DKK1 indicates Dickkopf-1; GEPIA2, expression profiling interactive analysis 2; GTEx, genotype-tissue expression; mRNA, messenger RNA; NNMT, nicotinamide N-methyltransferase; TCGA, The Cancer Genome Atlas; BRCA, Breast Cancer; TPM, Transcripts Per Million.

Expression of NNMT and DKK1 in breast tissues

The expression of NNMT and DKK1 in 4 different pedigree breast tissues was depicted in the figure based on the results of this IHC experiment (Figure 2A and B). According to the histogram data, the distribution trend of NNMT expression patterns in breast tissues of 4 separate lineages was different (Supplemental Figure S1 A).
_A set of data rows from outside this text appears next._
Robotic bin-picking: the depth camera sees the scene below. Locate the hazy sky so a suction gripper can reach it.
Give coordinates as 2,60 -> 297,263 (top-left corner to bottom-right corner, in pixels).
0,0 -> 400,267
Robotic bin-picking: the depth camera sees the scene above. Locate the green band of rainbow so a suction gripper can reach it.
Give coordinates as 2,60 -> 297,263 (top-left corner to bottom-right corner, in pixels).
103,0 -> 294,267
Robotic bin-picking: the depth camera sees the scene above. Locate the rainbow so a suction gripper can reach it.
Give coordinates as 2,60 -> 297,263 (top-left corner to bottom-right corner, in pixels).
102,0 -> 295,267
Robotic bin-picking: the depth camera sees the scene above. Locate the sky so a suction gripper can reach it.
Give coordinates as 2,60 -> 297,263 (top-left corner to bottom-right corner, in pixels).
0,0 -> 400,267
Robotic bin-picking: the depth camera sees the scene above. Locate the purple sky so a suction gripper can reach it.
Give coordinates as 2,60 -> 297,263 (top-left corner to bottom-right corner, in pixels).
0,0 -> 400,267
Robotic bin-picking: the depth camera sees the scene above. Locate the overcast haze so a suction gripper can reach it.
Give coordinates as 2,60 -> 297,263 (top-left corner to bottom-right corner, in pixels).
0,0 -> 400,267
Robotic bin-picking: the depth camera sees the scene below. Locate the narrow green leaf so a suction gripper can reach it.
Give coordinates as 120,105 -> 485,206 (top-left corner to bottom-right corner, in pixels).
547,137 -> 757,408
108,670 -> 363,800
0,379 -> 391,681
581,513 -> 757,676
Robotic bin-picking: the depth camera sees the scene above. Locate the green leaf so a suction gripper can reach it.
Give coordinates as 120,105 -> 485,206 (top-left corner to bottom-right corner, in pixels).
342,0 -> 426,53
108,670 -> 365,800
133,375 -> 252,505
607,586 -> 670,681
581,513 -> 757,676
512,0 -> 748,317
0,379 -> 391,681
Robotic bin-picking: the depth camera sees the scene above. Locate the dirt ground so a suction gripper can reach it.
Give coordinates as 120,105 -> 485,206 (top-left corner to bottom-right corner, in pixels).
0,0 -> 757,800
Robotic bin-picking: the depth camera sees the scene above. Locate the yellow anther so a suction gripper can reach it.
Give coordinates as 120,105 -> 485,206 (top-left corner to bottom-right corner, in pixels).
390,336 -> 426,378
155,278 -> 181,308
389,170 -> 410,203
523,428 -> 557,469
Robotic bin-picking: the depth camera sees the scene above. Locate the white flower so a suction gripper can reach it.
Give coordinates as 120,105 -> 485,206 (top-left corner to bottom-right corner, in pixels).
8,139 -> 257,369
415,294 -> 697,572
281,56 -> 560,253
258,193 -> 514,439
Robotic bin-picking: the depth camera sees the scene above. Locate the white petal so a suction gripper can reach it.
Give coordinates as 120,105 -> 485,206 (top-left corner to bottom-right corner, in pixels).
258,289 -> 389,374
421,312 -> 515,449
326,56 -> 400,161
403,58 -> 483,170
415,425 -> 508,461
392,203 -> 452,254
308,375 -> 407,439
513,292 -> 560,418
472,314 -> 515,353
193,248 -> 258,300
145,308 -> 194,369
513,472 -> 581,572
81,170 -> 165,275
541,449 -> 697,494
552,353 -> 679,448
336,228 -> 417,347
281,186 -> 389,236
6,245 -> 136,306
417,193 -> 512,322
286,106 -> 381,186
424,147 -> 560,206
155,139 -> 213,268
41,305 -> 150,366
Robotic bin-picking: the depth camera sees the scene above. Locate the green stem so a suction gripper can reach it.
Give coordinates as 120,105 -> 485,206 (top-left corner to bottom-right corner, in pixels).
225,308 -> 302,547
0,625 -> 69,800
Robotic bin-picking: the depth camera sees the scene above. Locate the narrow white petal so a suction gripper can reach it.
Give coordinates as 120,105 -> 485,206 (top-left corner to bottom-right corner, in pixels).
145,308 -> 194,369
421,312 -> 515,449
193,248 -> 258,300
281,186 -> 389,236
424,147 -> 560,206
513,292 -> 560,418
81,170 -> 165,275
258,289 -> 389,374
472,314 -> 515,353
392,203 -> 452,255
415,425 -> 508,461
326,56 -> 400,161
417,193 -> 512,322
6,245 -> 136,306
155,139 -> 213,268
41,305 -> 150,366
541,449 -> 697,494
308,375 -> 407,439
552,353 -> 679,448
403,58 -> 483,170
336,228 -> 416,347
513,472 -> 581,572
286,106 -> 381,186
In normal, atypical hyperplasia, carcinoma in situ, and invasive carcinoma tissues, the proportion of +/− grew gradually, but the proportion of −/+ decreased. The expression pattern of −/− was not identified in BC in situ, although it steadily diminished in the other 3 organizations. Normal tissues lacked +/+ expression, which was most prevalent in breast carcinoma in situ, followed by atypical hyperplasia, and least prevalent in invasive BC. The primary expression patterns of NNMT in breast carcinoma in situ and invasive BC were +/−, −/+, and +/+. In breast carcinoma in situ, +/− accounted for 24.0%, −/+ for 17.0%, and +/+ for 59.0%, but in invasive BC, the corresponding percentages were 18.0%, 43.8%, and 34.0%. The fraction of breast tissues with low DKK1 expression grew gradually in normal, atypical hyperplasia, carcinoma in situ, and invasive cancer, while the inverse was true for high DKK1 expression (Supplemental Figure S1 B). In other words, there was a significant tendency for NNMT to be elevated in BC compared to noncancerous tissue, especially in mesenchymal cells, whereas DKK1 was attenuated in BC.

Figure 2.

Figure 2.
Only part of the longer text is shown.